I truly hear you on this one, mama.

Tessa said...

same, same.....I totally lose it on my kids, then feel like a jerk, then hope they don't remember as I barely remember a thing from my childhood. It's good and sad all at once. I want them to remember the good, forget the bad, or at lease not let the bad live on in them.
I'm so glad that I'm not the only one who gets to a breaking point....and blogs about it!
Just found your blog btw. love it.

Kelly Miller said...

I also have hardly any memories from childhood. I try to remind myself when something "big" happens to my child that they may not remember how awesome it was 30 years from now. That reminds me to just enjoy it, and them, and let memory take its toll.

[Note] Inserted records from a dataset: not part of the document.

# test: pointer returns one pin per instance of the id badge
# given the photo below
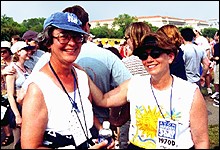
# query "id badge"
(167, 134)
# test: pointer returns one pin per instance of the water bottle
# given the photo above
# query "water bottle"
(105, 133)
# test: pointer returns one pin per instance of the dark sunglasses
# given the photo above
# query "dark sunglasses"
(126, 38)
(154, 53)
(4, 51)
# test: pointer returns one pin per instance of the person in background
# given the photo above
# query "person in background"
(22, 52)
(215, 58)
(159, 110)
(177, 68)
(115, 51)
(193, 57)
(30, 37)
(204, 44)
(15, 38)
(99, 43)
(123, 47)
(68, 113)
(121, 115)
(6, 59)
(103, 67)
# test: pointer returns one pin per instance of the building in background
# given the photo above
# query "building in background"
(159, 21)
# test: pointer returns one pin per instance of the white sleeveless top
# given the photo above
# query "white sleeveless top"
(21, 76)
(145, 112)
(60, 118)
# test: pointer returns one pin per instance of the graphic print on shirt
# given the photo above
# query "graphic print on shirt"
(146, 125)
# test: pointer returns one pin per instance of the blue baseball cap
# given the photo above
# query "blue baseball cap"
(65, 21)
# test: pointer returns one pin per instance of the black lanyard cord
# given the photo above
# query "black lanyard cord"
(171, 93)
(74, 104)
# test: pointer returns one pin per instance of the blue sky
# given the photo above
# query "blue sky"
(100, 10)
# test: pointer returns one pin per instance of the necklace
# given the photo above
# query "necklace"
(24, 71)
(170, 99)
(74, 104)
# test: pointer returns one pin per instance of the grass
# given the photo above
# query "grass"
(214, 136)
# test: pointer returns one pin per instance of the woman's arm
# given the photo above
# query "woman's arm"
(114, 98)
(34, 114)
(10, 84)
(199, 121)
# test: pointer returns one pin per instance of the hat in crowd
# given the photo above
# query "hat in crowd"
(196, 29)
(21, 45)
(122, 41)
(155, 40)
(29, 35)
(91, 35)
(65, 21)
(5, 44)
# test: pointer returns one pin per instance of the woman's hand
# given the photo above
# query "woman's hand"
(103, 144)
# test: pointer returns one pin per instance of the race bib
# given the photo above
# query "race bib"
(167, 134)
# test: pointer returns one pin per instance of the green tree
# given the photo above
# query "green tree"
(9, 27)
(122, 21)
(209, 32)
(35, 24)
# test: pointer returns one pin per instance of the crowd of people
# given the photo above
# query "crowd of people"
(59, 86)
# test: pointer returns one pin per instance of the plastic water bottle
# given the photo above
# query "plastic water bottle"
(105, 133)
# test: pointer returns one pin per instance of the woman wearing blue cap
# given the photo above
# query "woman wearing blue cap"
(57, 111)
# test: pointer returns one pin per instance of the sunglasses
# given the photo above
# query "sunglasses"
(126, 38)
(154, 53)
(4, 51)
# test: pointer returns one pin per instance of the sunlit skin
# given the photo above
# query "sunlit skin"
(62, 58)
(161, 79)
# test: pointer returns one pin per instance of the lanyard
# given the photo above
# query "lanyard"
(74, 104)
(171, 93)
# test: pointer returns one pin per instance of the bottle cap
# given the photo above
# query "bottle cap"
(106, 124)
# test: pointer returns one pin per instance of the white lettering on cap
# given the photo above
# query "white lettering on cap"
(72, 18)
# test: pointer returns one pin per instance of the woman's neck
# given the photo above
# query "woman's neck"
(8, 60)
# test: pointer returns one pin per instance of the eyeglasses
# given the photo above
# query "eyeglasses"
(64, 38)
(126, 38)
(154, 53)
(4, 51)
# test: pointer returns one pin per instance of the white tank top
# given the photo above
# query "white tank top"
(60, 118)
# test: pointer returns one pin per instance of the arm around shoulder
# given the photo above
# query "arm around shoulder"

Also? I may one day pay their therapists to tape some of their sessions so I can find out exactly how badly they remember me.

marlowe said...

But we keep it real. And that's what's important. Thanks for this post -- I love it!

For the Love of Naps - Sarah said...

I love this post and linked to it today on my blog. Hope that is okay!

Unknown said...

That last paragraph is my favorite! So real. We all know what those little acts of love are like.

The thing with yelling - in my humble, non-parent opinion - is to use it sparingly. Only yell when you really need to, and then it will be incredibly effective. My mom yelled way too much and it really lost its punch. We all kind of rolled our eyes at her instead of shaking in our shoes!

Anonymous said...

Great post. Found you via Momalom's Five for Ten!

Linda Pressman said...

I loved that, "yelled at them to stop yelling!" That is me exactly. One time one of my good friends said that any characteristic I see in my children that I don't like they probably got from me. Well, gee. Thanks a lot. Of course, true. I've raised mini mes. How disconcerting!

I don't know how I missed this the first time around (probably because there were one hundred posts!) but I'm glad momalom directed me to it today!

Liz @ ewmcguire said...

I hear ya.
And if my kids caught on to every time I pretended we were too busy to play with an annoying kid, we might have to change schools!

Two Job Mama said...

What a treat to get some many wonderful comments. It's fascinating to me that we are all sharing this same experience and, in many cases, are having the same thoughts about it. But we don't share these thoughts face-to-face enough. Thanks to all of you for not judging, making me laugh, letting me know I'm not alone and most of all for reading!

Anonymous said...

Can we call this post HOPE? Because I really needed this reminder that what my kids will remember mostly is the really great stuff. Just beautiful, so articulate, that which so many of us have niggling at the back of our minds!!

Anonymous said...

Just made my way over form Momalom and I am SO GLAD I did (I could woop in joy of this post). This is a reminder that I needed and I perspective I think I knew but never fully considered. Thank you. It is so VERY VERY true.

TKW said...

Sarah and Jen were right--this post is golden. A little too close for comfort, mind you...but then again, that is why it made me smile.

amanda said...

What a gift to find, unexpectedly on a Saturday afternoon, that I am not alone. Or awful.

To making it through with less screams than singing.

Anonymous said...

Lord, I pray that only the good is what my son remembers!